[Numpy-discussion] saving the lower half of matrix

2013-06-17 Thread Bala subramanian
Friends,
I have to save only the lower half of a symmetric matrix to a file. I used
numpy.tril to extract the lower half. However when i use 'numpy.savetxt',
numpy saves the whole matrix (with upper half values replaced as zeros)
rather than only the lower half. Any better idea to achieve this.

as an example
import numpy as np
 d=np.arange(1,26,1)
 d=d.reshape(5,5)
 np.tril(d)
array([[ 1,  0,  0,  0,  0],
   [ 6,  7,  0,  0,  0],
   [11, 12, 13,  0,  0],
   [16, 17, 18, 19,  0],
   [21, 22, 23, 24, 25]])

 np.savetxt( 'test', np.tril(d))
output test also contains the zeros, what i want is only the lower half
like below.
1
67
11 12 13
 - - --  etc

Thanks,
Bala


-- 
C. Balasubramanian
___
NumPy-Discussion mailing list
NumPy-Discussion@scipy.org
http://mail.scipy.org/mailman/listinfo/numpy-discussion


Re: [Numpy-discussion] saving the lower half of matrix

2013-06-17 Thread Kumar Appaiah
On Mon, Jun 17, 2013 at 01:07:34PM +0200, Bala subramanian wrote:
Friends,
I have to save only the lower half of a symmetric matrix to a file.

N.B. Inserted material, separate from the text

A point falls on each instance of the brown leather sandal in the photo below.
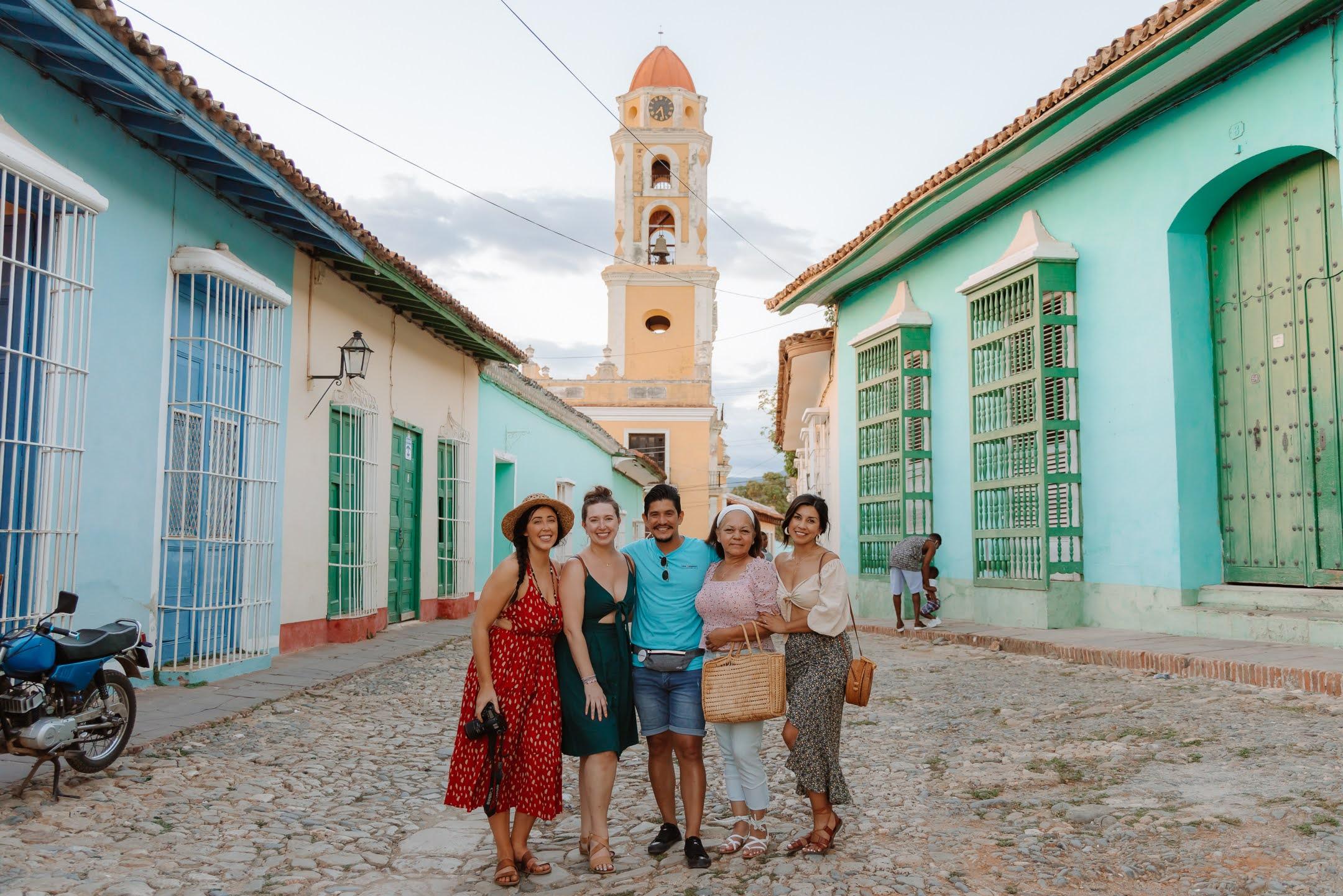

I used
numpy.tril to extract the lower half. However when i use 'numpy.savetxt',
numpy saves the whole matrix (with upper half values replaced as zeros)
rather than only the lower half. Any better idea to achieve this.
as an example
import numpy as np
 d=np.arange(1,26,1)
 d=d.reshape(5,5)
 np.tril(d)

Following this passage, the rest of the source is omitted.